We did not often have cake at home. In fact, I remembered having cake only at Christmas time or at Easter. At those times Babamukuru brought a great Zambezi slab home with him and cut it up in front of our eager eyes, all the children waiting for him to distribute it. This he did one piece each at a time so that for days on end, long after the confectionary had lost its freshness, we would be enraptured. We would spend many blissful moments picking off and nibbling, first the white coconut and then the pink icing and last the delicious golden cake itself, nibbling so slowly such little pieces at a time that we could hardly taste them, but could gloat when everyone lse had finished that we still had some left.

Okay, so we’re not entirely sure what a “Zambezi slab” cake is (looking for a friend), but here is a recipe for a coconut cake with pink hibiscus frosting that will probably do the trick.

Mango pie

Inspired by Chimamanda Adichie’s Americanah (2013)

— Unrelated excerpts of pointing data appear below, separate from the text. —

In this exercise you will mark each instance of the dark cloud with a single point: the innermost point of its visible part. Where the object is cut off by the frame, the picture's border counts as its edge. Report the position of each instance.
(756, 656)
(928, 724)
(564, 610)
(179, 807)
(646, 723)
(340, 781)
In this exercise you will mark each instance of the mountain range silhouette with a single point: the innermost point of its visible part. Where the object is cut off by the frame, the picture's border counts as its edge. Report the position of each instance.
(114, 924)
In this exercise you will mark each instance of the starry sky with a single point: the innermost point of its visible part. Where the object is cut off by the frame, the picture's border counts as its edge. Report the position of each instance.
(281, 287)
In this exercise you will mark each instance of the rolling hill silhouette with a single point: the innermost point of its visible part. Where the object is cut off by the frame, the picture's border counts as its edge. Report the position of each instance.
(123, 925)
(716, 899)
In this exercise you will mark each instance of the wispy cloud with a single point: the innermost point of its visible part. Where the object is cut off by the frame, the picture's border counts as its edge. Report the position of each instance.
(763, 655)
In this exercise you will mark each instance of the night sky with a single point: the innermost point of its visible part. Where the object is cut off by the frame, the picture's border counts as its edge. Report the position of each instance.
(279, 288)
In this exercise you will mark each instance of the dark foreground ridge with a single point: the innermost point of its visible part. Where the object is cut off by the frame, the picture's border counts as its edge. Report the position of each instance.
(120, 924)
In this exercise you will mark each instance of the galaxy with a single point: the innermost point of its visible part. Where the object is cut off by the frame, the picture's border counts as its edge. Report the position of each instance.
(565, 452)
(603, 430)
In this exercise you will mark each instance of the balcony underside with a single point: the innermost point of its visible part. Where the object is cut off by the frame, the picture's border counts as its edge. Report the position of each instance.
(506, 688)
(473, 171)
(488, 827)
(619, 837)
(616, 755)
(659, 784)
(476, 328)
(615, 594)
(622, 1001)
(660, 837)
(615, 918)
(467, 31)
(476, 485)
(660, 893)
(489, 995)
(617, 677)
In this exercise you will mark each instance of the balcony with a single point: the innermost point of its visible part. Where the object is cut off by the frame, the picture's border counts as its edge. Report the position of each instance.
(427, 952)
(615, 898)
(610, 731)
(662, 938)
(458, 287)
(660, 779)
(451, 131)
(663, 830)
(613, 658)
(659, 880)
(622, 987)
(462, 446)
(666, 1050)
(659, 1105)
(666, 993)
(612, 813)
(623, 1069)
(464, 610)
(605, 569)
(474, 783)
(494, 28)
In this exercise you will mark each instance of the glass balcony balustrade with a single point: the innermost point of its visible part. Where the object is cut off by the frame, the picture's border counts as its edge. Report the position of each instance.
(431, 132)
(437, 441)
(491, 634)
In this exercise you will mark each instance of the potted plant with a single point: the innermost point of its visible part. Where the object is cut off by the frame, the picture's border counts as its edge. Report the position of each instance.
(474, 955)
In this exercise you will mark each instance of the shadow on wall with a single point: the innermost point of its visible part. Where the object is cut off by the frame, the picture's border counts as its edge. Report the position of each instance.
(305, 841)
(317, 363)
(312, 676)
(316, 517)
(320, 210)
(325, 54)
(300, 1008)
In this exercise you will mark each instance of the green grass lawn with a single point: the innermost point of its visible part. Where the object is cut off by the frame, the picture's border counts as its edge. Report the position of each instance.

Image of mango pie via taste.com.au

Their flat smelled of vanilla on weekends, when Obinze’s mother baked. Slices of mango glistening on a pie, small brown cakes swelling with raisins. Ifemelu stirred the batter and peeled the fruit; her own mother did not bake, their oven housed cockroaches.

Stir batter and peel fruit like Ifemelu as you make this mango pie! Here’s to your house smelling like vanilla!

Fortune Cookies

Inspired by Noviolet Bulawayo’s We Need New Names (2013)

Image of fortune cookies via thegreatbritishbakeoff.co.uk

But we also got these interesting brown, funny-shaped thingies wrapped in plastic. They were crunchy when we bit into them, and to our surprise we found little white pieces of paper tucked inside. Godknows’s said If you eat a box of fortune cookies, anything is possible. Bastard’s said Your talents will be recognized and suitably rewarded. Chipo’s said If I bring forth what is inside me, what I bring forth will save me. Sbho’s said The nightlife is for you. Stina’s said A new pair of shoes will do you a world of good; lucky numbers 7, 13, 2, 9, 4. And mine said Your future will be happy and productive.

Make your own fortune as you make these fortune cookies.

Damper cake

Inspired by Petina Gappah’s Out of Darkness, Shining Light (2019)

Image of damper cake via womensweeklyfood.com.au

All he could eat then were the damper cakes he liked. They are easy enough to make: they are just flour and water cooked in a little salt butter that I make myself from milk that has gone off. Those damper cakes were the only thing that his bad teeth could take, that and a little ugali, not cooked the usual way, with the maize powder stirred in water until it stiffens, but cooked soft-soft so that it was almost a porridge, like you would feed to a weaning suckling.

Interestingly, damper cake seems to be a traditional Australian food, but it was generally eaten by travelers — not unlike the men and women carrying David Livingstone’s body across Africa. You don’t have to make your own butter for this recipe.